Since 1824 two ministry strategies towards converts existed: the one was to assimilate converts into existing congregations, and the second one to differentiate - the formation of separate congregations with separate buildings or foundations. The second pattern soon became the primary way of ministry to heathen converts (Marais 1984:80; Van der Watt 1980:112).

The missionary regulation adopted in 1834 specifically provided for separate congregations. IT was not seen as a separate church, for when a member departed to an area where no such congregation existed, his membership was transferred to the local DRC congregation.

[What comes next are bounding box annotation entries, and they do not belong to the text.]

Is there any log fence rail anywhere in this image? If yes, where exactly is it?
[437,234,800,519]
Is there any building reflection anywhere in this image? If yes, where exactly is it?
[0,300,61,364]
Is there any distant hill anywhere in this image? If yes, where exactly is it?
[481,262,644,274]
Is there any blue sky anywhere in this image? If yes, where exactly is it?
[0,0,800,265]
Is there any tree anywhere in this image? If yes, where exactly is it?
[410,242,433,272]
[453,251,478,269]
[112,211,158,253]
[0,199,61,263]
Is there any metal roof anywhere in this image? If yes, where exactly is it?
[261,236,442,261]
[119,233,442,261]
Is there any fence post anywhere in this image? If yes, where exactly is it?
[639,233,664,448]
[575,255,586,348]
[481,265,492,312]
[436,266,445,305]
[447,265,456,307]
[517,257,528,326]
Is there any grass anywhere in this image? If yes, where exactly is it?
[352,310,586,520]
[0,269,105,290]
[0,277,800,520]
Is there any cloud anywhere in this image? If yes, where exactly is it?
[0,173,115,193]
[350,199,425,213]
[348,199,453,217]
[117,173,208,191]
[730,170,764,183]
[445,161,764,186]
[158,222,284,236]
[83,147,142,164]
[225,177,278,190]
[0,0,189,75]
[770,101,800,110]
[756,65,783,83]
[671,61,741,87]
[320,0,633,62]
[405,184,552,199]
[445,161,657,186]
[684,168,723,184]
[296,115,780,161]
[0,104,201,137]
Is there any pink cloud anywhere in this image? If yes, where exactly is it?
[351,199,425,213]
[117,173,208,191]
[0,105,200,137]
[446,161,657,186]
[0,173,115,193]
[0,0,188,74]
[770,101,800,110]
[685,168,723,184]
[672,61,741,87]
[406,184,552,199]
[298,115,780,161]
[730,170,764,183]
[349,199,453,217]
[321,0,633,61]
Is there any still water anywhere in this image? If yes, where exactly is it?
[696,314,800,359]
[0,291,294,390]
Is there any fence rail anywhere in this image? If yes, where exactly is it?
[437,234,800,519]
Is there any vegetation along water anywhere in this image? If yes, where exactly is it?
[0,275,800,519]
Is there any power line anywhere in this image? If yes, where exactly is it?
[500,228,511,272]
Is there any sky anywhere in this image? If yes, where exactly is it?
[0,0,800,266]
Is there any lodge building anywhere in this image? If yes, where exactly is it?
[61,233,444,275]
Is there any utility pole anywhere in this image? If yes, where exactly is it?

During the 19th century prejudice against people of colour, always present right from the beginning in 1652, rose dramatically. Many congregations made separate provision for the table communion in order to separate whites and people of colour - sometimes in the same building during the same church service, or in separate facilities.

It was at the Synod of 1857 where the principle of separate places of gathering for people of colour became official church policy, due to the infamous “weakness of some”. This “weakness” was e.g. the refusal of white people at Balfour in the Kat River Valley to celebrate the holy communion in the presence of people of colour. The decision of 1857 embodies a major religious root of the policy of apartheid, to which we will turn our attention a a next paragraph.

The concession of 1857 soon became standard practice, and eventually determined the church order. The policy of separate ministry led to the NG Mission Church (founded 1881) and later the black DRC in Africa (1915) and the Reformed Church in Africa for people of Indian ethnic origin.